Functional programming tips to power up your Python code

November 29th, 2020

Hi! In this post, I'd like to present my favorite functional programming techniques (FP) for Python. I'm a big fan of FP as I've found that by following FP principles I can write code that is more readable and easier to debug. Python is not a functional programming language (and it never will be), but I think there are still many things we can learn from languages such as Haskell that are beneficial also in Python.

Use list comprehensions

The first technique is to use list comprehensions to create lists and to perform operations such as map and filter on lists.

In Haskell, we would use list comprehensions as follows:

ghci> [x*2 | x <- [1..10], x*2 >= 12] 

Here we're traversing the list [1..10] by filtering values by x*2 >= 12 and mapping with x*2.

In Python, we would achieve the same with

>>> [2*x for x in range(1, 11) if 2*x >= 12]
[12, 14, 16, 18, 20]

The more "imperative" version of the above would be:

a = []
for i in range(1, 11):
  val = 2*x
  if val >= 12:

One can also perform flatmap-like operations with nested list comprehensions:

>>> xss = [[1, 2], [3, 4], [5, 6]]
>>> [2*x for xs in xss for x in xs]
[2, 4, 6, 8, 10, 12]

One problem I often face with list comprehensions in Python is that there's no let construct. This construct would be useful for improving code readability and to avoid re-computing intermediate values by binding them to variables. For example, in Haskell you could do:

ghci> [y | x <- [1..50], let y=x*x, y `mod` 5 == 0]

Here we avoid computing x*x twice for every element by binding the value to variable y.

In Python, we could write

>>> [x*x for x in range(1, 51) if x*x % 5 == 0]
[25, 100, 225, 400, 625, 900, 1225, 1600, 2025, 2500]

but this would compute x*x twice for every element. We can circumvent this by using an auxiliary one-element tuple as follows:

>>> [y for x in range(1, 51) for y in (x*x,) if y % 5 == 0]
[25, 100, 225, 400, 625, 900, 1225, 1600, 2025, 2500]

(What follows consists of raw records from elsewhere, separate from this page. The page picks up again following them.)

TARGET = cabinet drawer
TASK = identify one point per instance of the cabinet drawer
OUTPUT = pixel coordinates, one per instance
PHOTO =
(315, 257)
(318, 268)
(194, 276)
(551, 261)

It's not as readable as in Haskell, but sometimes it feels like the best choice. We can make the construct more readable by splitting it into multiple lines:

ys = [x_squared for x in range(1, 51)
                for x_squared in (x*x,)  # let x_squared = x*x
                if x_squared % 5 == 0]

Use generator expressions and itertools

In Haskell, expressions are evaluted lazily so it's completely natural to work with e.g. lists containing all integers. Such infinite lists are never supposed to be evaluated in full, but the values are created only when they are actually needed.

Python has excellent support for such "iterators" via generator expressions and functions. The itertools package contains many useful functions for working with iterators.

As an example, let's consider the first problem in Project Euler. Sharing solutions of Project Euler problems publicly is strongly discouraged, but since the internet already is full of answers for the first problem, I'll make an exception here. Here's the problem:

We could solve this with iterators as follows:

>>> from itertools import count, takewhile
>>> ints = count(1)  # Iterator of all integers
>>> multiples = (val for val in ints if val % 3 == 0 or val % 5 == 0)  # All integers that are multiples of 3 or five
>>> multiples_below_1000 = takewhile(lambda val: val < 1000, multiples)  # All such integers below 1000
>>> sum(multiples_below_1000)  # Sum of all such values, this is the evaluation step

This isn't the most efficient solution to the problem in Python, but I find it very easy to read and reason about.

Use frozen dataclasses

In pure functional languages such as Haskell, one cannot mutate objects in-place. Instead, one must compose a program out of pure functions that do not mutate their inputs. Code becomes essentially a pipeline, where immutable data structures flow from one transformation to the next. This kind of thinking is also encouraged in the wonderful Pragmatic Programmer book:

Now, it does not make much sense to try to write purely functional programs with Python, but I think the idea of favoring "transformative" code with immutable objects is a good idea. Using immutable objects also eliminates one whole class of potential bugs.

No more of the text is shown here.